Forum Moderators: coopster

Message Too Old, No Replies

php mysql optimization

         

omoutop

9:31 am on Aug 31, 2011 (gmt 0)

WebmasterWorld Senior Member 10+ Year Member Top Contributors Of The Month



I have been assigned the task of creating some graphical stats for a website, out of some saved data.

Facts:
- there are 3 databases in use. dbCurrent, dbStats, dbBackup.
dbCurrent is the main database of the website
dbStats hold various tables of statistics and tracking data
dbBackup holds the last five years stats/tracking tables.

the data i will use come from two databases ( dbStats, dbBackup )

the table names are: stats2006, stats2007, stats2008, etc, except the current stats which is just "stats". Each table has data for its year.

the table structure for each year of data is the same: primaryID field is integer productID field is integer
dateMonitor field is integer (unixtimestamp)
pageName field is varchar (20)
productID, dateMonitor, pageName fields have also indexes

in other words, what product was viewed on what date and from what page.

So, what i thought is create a loop out of each table and get my data. Each query of mine looks like:

Select COUNT(primaryID) as myCounter FROM $tablename WHERE $conditions

where $tablename and $conditions are variables based on each loop.
All conditions are similar to:
- dateMonitor between date1 and date2
- pageName='some val'
- productID IN ($comma_separated_values)
- combination of the above

All of these are working decently so far (for a single product).

When i try to create a report to compare 'x' products in 'y' years (chosen dynamically from admin/moderator) the script runs for more than 15 minutes.

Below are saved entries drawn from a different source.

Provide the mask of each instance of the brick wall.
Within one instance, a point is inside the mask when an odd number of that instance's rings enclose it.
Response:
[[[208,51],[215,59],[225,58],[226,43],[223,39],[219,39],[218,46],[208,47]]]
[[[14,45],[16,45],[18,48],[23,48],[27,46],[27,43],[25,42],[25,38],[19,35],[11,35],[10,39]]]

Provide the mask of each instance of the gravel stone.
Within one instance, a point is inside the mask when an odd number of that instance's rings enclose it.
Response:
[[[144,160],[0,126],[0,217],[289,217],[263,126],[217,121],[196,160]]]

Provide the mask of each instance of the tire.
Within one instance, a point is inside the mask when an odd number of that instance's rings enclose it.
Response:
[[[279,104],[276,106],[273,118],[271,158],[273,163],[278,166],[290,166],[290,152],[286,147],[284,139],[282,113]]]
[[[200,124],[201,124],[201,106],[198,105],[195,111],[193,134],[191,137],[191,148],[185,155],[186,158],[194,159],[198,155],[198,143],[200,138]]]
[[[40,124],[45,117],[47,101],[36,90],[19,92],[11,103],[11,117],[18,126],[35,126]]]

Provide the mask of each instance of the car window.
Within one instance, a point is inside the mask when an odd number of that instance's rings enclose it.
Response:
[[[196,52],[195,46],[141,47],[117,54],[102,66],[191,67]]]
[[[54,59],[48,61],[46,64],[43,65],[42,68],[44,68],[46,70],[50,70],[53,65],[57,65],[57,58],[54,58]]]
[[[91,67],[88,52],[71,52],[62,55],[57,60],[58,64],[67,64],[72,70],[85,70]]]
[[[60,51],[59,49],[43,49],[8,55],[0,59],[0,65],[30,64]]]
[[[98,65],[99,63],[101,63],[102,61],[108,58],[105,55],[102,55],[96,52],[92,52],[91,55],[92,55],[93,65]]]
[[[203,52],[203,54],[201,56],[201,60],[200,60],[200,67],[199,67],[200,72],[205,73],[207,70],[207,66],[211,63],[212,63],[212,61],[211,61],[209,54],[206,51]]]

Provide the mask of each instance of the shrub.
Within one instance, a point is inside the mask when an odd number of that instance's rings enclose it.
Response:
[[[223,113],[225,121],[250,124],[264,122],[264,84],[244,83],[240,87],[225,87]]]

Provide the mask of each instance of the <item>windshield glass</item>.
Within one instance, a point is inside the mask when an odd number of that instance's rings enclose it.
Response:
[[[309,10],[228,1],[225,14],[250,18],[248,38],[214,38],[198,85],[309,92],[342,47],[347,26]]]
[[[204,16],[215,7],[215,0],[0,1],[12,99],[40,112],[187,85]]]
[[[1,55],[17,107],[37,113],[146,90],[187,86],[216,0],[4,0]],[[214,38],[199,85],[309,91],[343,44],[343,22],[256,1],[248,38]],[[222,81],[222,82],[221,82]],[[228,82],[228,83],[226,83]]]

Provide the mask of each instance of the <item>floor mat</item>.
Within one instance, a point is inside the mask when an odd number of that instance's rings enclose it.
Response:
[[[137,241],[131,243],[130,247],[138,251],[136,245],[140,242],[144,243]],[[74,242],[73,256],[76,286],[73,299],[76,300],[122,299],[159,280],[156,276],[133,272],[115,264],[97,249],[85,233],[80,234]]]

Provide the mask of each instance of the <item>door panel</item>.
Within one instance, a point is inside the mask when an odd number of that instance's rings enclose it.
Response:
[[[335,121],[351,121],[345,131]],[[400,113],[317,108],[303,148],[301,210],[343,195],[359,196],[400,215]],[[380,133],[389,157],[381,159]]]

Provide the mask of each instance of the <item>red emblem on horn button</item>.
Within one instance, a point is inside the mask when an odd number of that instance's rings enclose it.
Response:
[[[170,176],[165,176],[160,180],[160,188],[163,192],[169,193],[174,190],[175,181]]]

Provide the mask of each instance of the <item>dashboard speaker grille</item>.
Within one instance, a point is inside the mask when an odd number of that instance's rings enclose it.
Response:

I am looking for a way to improve the performance of the script. Logic/structure i use so far, follows:

Loop through products to find the ids to use (typical format is: x,y,z (comma separated values)
Open Loop through years/months
Execute one sql query for each affected table/database to get the number of affected rows.
Populate my arrays of data
Close year loop
Send data to graph script (jquery jqPlot to be exact) to print on screen


I have used many times the jqPlot graph script without any problems so far.

Any help/idea appreciated

lostdreamer

10:41 am on Aug 31, 2011 (gmt 0)

10+ Year Member



The query " Select COUNT(primaryID) as myCounter FROM $tablename WHERE $conditions " should not be that tough... So I'm thinking you might be doing nested queries?


while($row = ...) {
$query = "SELECT .. FROM ... ";
$rst = ...
while($row = ...) {
... more code...
}
}


If so you would be doing queries exponentialy greater then the amount of products / dates you're selecting and it would probably be a lot better to do a single query with the needed JOINs.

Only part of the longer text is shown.